When you’re applying for a mortgage, one of the most critical parts of the process is providing the necessary documentation. The type of documents you need can vary depending on how you’re employed. Whether you’re a W-2 employee or a 1099 independent contractor, this guide breaks down the requirements so you can prepare with confidence.
Documents Required for W-2 Employees
If you’re a W-2 employee, your lender will want to see proof of steady income and financial stability. Here’s what you’ll typically need:
Income Verification
- W-2 Forms: Usually for the past 2 years to demonstrate consistent income.
- Pay Stubs: The most recent 30-60 days’ worth to confirm current earnings.
- Tax Returns: Sometimes required for the past 1-2 years, especially if there are bonuses, commissions, or variable income.
- Employment Verification: A letter from your employer confirming your job title, length of employment, and salary (if requested by the lender).
Assets and Financial Accounts
- Bank Statements: For the past 2-3 months to verify sufficient funds for the down payment, closing costs, and reserves.
- Retirement or Investment Account Statements: If applicable, to verify additional assets or reserves.
Credit and Debt Information
- Credit Report: The lender will pull this directly to assess your credit history and scores.
- Debt Information: Documentation on any outstanding debts, including credit cards, auto loans, or student loans.
Identification
- Government-Issued Photo ID: A valid driver’s license, passport, or state-issued ID.
- Social Security Number: For the credit check and verification.
Other Documents
- Proof of Additional Income (if applicable): Documentation for income from bonuses, commissions, rental properties, alimony, or child support.
- Gift Letter: If the down payment is being gifted by a relative, a letter stating that the funds are a gift, not a loan, is required.
Documents Required for 1099 Employees
For independent contractors or self-employed individuals, lenders often require more extensive documentation to verify income and business stability.
Income Verification
- 1099 Forms: For the past 2 years to demonstrate consistent income.
- Tax Returns: Complete personal and business tax returns for the past 2 years, including all schedules (e.g., Schedule C, E, or F).

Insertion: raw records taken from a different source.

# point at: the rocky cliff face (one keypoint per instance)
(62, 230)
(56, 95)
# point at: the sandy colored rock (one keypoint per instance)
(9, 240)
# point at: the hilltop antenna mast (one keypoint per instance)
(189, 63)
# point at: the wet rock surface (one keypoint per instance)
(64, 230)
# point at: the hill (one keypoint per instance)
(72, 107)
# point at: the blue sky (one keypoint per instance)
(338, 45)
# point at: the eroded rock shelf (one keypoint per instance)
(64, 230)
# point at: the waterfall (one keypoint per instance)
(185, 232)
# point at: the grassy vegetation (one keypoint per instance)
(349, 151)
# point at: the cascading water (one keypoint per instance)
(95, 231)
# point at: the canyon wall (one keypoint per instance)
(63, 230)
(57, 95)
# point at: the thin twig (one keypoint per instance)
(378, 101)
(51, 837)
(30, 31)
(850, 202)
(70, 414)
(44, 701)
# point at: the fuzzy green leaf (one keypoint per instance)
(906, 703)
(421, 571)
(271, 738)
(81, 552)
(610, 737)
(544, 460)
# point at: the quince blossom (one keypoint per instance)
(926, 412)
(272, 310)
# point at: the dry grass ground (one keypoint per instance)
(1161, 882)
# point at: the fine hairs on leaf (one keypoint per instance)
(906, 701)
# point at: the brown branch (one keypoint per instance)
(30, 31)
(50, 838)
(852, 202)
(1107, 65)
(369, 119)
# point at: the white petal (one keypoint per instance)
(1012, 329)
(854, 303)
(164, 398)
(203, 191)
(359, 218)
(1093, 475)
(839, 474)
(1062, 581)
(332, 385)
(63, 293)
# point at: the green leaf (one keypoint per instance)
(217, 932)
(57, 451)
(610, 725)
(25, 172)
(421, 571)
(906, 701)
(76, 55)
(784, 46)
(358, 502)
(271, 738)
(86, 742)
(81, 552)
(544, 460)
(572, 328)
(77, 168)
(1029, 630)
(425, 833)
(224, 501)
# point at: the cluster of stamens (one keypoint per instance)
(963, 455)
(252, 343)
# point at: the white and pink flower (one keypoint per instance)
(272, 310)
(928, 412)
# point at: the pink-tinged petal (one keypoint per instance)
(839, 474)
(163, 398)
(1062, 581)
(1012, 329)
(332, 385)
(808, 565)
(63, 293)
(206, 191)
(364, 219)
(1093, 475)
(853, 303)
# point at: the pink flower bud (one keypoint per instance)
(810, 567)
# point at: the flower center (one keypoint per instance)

- Profit and Loss Statement: A year-to-date statement, either prepared by you or an accountant, to show current income trends.
- Bank Statements: Business and personal statements for the past 2-3 months to verify deposits and business income.
Assets and Financial Accounts
- Bank Statements: For the past 2-3 months to verify funds for the down payment, closing costs, and reserves.
- Retirement or Investment Account Statements: If applicable, to verify additional assets or reserves.
Credit and Debt Information
- Credit Report: The lender will pull this directly to assess your credit history and scores.
- Debt Information: Documentation on any outstanding debts, including credit cards, auto loans, or student loans.
Business Verification
- Business License or Certification: To verify the legitimacy of your business, if applicable.
- CPA or Accountant Letter: A letter verifying your self-employment status and business operations (sometimes required).
Identification
- Government-Issued Photo ID: A valid driver’s license, passport, or state-issued ID.
- Social Security Number: For the credit check and verification.
Other Documents
- Proof of Additional Income (if applicable): Documentation for income from bonuses, commissions, rental properties, alimony, or child support.
- Gift Letter: If the down payment is being gifted by a relative, a letter stating that the funds are a gift, not a loan, is required.
Key Differences Between W-2 and 1099 Mortgage Documentation
- Income Stability: W-2 employees provide pay stubs and W-2 forms, while 1099 employees need tax returns, 1099 forms, and sometimes profit and loss statements.
- Business Verification: 1099 employees may need to verify the legitimacy of their business through a license or accountant letter.
- Tax Deductions: High deductions on tax returns can reduce qualifying income for 1099 employees, which is less of a concern for W-2 employees.
- Income Variability: Lenders scrutinize income variability more closely for 1099 employees than for W-2 employees.
Tips to Prepare
- Start gathering documents early to avoid delays.
- Ensure your tax returns accurately reflect your income.
- Be prepared to explain any large deposits or gaps in employment.
- Consult with your lender if you’re unsure about specific requirements.
Conclusion
Whether you’re a W-2 employee or a 1099 independent contractor, having the right documents ready can streamline your mortgage approval process. Understanding the requirements and planning ahead will give you the confidence to navigate this critical step in securing your dream home.